The use of ‘nil rate band’ trusts for the legal avoidance of Inheritance Tax (IHT) is quite common, but a recent court case, which has attracted a great deal of attention, has pointed out a possible pitfall in such arrangements.
IHT nil rate band trusts are used to avoid IHT on a couple’s estate by passing an amount equivalent to the IHT nil rate band (£300,000 for the year 2007/2008) into a trust on the death of a spouse or civil partner, so that on the second death that sum is no longer part of the estate.
The case in point involved a transfer of a share in a property jointly owned by a husband and wife. When the wife died, her half share in their home was transferred into a trust, which transferred it back to the husband in exchange for his IOU.
The intended effect of the arrangement was that his estate would be reduced for IHT purposes by the extent of his debt due to the trust and that any further increase in the value of the property would be wholly exempt from Capital Gains Tax (CGT) because of the ‘principal private residence’ exemption. Had the trust retained ownership of a share in the house, the increase in the value of the trust’s share would be subject to CGT.
When the husband died, the sum due under his IOU (£153,222.99) was claimed as a deduction from his estate, but HM Revenue and Customs (HMRC) argued that the sum was not deductible. Their reasoning was based on a section of the Finance Act 1986 (S103) which provides that a liability is not deductible if the consideration for the debt consists of property which ‘derived from the deceased’. In this case, the wife had never worked so, in HMRC’s view, the whole of the value of the house was derived from the husband’s estate.
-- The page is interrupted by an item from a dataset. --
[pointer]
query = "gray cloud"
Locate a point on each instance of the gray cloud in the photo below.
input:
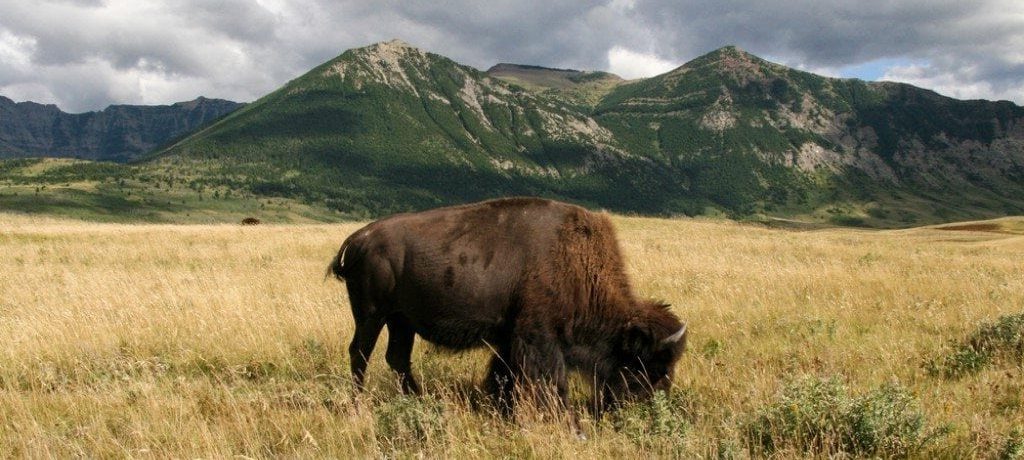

The Special Commissioners of Tax upheld the decision.
However, this case need not cause undue alarm, since nowadays it is usual for both spouses or civil partners to work (at least at the beginning of the relationship) and in such circumstances HMRC’s argument would be difficult to sustain. Secondly, had the husband predeceased his wife, or the transfer been dealt with by the creation of a formal charge over the property, the problem would not have arisen. Thirdly, alternative arrangements can be made which circumvent the problem.